In-brief: The Industrial Internet Consortium has released a security framework for addressing security issues in industrial Internet of Things systems. The goal: avoid the mistakes of the consumer IoT space.
The Industrial Internet Consortium, private public industry group, on Tuesday released a security framework for addressing security issues in industrial Internet of Things systems.
The Industrial Internet Security Framework (IISF) is intended to guide firms in sectors like manufacturing, transportation and power generation in addressing security, privacy, safety and reliability issues engendered by the addition of Internet connectivity to historically disconnected devices. The goal: set a higher bar than that for consumer devices.
“Today, many industrial systems simply do not have adequate security in place,” said Dr. Richard Soley, Executive Director, IIC. “The level of security found in the consumer Internet just won’t do for the Industrial Internet. In order to add security to an industrial system, you must make sure it won’t interfere with safety and reliability requirements.”
The Consortium includes representatives from leading IT firms including Cisco Systems, IBM, Oracle and Intel, as well as industrial giants like GE and Bosch.
The new framework articulates a standard for “trustworthiness” in industrial IoT systems and provides standard definitions for concepts like “risk,” “threats,” “metrics” and “performance indicators.” As opposed to traditional industrial control systems, Industrial IoT systems are “connected extensively to other systems and people, increasing their diversity and scale.” Such systems also rely on sensors and actuators that “interact with the physical world.” And, as a result, “uncontrolled change can lead to hazardous conditions.”
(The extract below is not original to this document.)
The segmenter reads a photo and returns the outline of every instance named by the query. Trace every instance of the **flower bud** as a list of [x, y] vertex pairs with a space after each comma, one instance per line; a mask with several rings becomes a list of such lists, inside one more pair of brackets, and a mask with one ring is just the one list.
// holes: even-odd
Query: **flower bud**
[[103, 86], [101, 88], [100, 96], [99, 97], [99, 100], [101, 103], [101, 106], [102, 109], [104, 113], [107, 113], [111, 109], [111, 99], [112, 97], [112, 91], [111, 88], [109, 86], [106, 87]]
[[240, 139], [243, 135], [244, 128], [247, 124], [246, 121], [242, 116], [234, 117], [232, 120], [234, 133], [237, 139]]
The framework, at more than 170 pages, lays out an extensive roadmap for securing industrial IoT deployments, weighing in on issues such as the interaction between information technology and the operational technology (OT) that dominates many industrial environments. The framework also weighs in on “brownfield” issues, where older and “insecure by design” legacy equipment, protocols and software are connected to the Internet or modern, IP-based networks.
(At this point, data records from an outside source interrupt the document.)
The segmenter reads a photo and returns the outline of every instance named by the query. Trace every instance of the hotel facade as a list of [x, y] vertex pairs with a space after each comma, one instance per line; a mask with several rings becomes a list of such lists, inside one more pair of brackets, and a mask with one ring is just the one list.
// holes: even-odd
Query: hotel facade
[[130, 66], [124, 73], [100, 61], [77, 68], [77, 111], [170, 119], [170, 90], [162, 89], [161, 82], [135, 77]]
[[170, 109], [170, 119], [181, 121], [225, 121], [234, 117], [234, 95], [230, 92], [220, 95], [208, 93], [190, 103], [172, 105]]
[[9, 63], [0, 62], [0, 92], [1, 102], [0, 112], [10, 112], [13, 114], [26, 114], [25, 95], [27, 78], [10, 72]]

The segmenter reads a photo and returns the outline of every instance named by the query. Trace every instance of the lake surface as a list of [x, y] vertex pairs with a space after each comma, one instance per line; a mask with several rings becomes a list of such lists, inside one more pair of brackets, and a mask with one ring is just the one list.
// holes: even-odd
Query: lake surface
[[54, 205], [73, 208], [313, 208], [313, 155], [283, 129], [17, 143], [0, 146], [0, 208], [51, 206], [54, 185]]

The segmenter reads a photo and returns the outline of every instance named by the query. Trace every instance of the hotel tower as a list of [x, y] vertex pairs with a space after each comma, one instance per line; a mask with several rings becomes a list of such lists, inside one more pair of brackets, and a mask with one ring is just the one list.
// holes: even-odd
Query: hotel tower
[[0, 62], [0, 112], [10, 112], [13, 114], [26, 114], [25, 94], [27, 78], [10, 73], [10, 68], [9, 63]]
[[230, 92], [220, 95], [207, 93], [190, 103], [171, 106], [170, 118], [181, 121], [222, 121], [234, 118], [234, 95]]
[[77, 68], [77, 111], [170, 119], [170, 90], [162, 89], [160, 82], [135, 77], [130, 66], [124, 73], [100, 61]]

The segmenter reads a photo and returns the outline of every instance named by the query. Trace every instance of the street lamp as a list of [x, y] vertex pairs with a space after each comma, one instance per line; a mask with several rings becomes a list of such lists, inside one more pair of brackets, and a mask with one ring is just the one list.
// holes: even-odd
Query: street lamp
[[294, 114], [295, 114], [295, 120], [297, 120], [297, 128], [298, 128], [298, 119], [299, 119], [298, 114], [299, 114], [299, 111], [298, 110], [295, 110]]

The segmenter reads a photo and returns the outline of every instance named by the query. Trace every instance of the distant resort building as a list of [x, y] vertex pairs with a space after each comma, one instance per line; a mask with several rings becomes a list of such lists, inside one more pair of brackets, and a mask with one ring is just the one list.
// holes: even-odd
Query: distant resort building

The complexity of IIoT networks and the long life span of industrial devices requires changes to how security is done, the framework says. “The cultures of operational and information technology worlds differ, leading to a need to integrate these cultures for IIoT systems. All of these differences have implications on how these systems need to be secured,” the report says.
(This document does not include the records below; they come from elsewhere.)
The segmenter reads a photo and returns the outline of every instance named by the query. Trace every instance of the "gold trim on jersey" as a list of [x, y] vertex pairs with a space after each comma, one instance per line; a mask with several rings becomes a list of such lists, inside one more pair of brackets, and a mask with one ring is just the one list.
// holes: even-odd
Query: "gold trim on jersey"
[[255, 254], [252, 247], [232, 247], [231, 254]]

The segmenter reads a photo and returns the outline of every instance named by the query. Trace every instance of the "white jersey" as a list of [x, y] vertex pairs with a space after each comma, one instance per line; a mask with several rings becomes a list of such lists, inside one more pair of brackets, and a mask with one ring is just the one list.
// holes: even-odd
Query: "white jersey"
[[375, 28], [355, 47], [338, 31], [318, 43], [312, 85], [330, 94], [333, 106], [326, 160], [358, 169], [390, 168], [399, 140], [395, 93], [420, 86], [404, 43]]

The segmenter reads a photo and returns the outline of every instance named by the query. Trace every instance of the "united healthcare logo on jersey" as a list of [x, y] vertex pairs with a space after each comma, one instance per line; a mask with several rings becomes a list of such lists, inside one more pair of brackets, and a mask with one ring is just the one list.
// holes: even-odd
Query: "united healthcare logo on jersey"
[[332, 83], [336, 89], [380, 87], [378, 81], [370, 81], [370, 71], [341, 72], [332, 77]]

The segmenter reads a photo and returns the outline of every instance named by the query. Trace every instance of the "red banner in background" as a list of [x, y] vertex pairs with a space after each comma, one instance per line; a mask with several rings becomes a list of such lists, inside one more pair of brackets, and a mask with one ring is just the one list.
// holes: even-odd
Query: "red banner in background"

The framework divides the industrial space into three roles: component builders who create hardware and software; the system builders who innovate on top of the hardware and software to craft discrete solutions and the owners and operators of those systems and manage the risk to their industrial processes posed by the systems. To ensure end-to-end security, industrial users must assess the level of trustworthiness of the complete system, the framework says.
Trustworthiness is defined as” the degree of confidence one has that the system performs as expected in respect to all the key system characteristics in the face of environmental disruptions, human errors, system faults and attacks,” the framework states. Both IT and OT needs must be met for a product to be trustworthy.
“Every Industrial Internet of Things project must incorporate security throughout, but doing it properly in an industrial setting means dealing with many levels and dimensions of complexity,” said Greg Gorbach, Vice President, ARC Advisory Group. “The IISF security framework provides a comprehensive approach to ensure that all the bases are covered so risk is minimized.”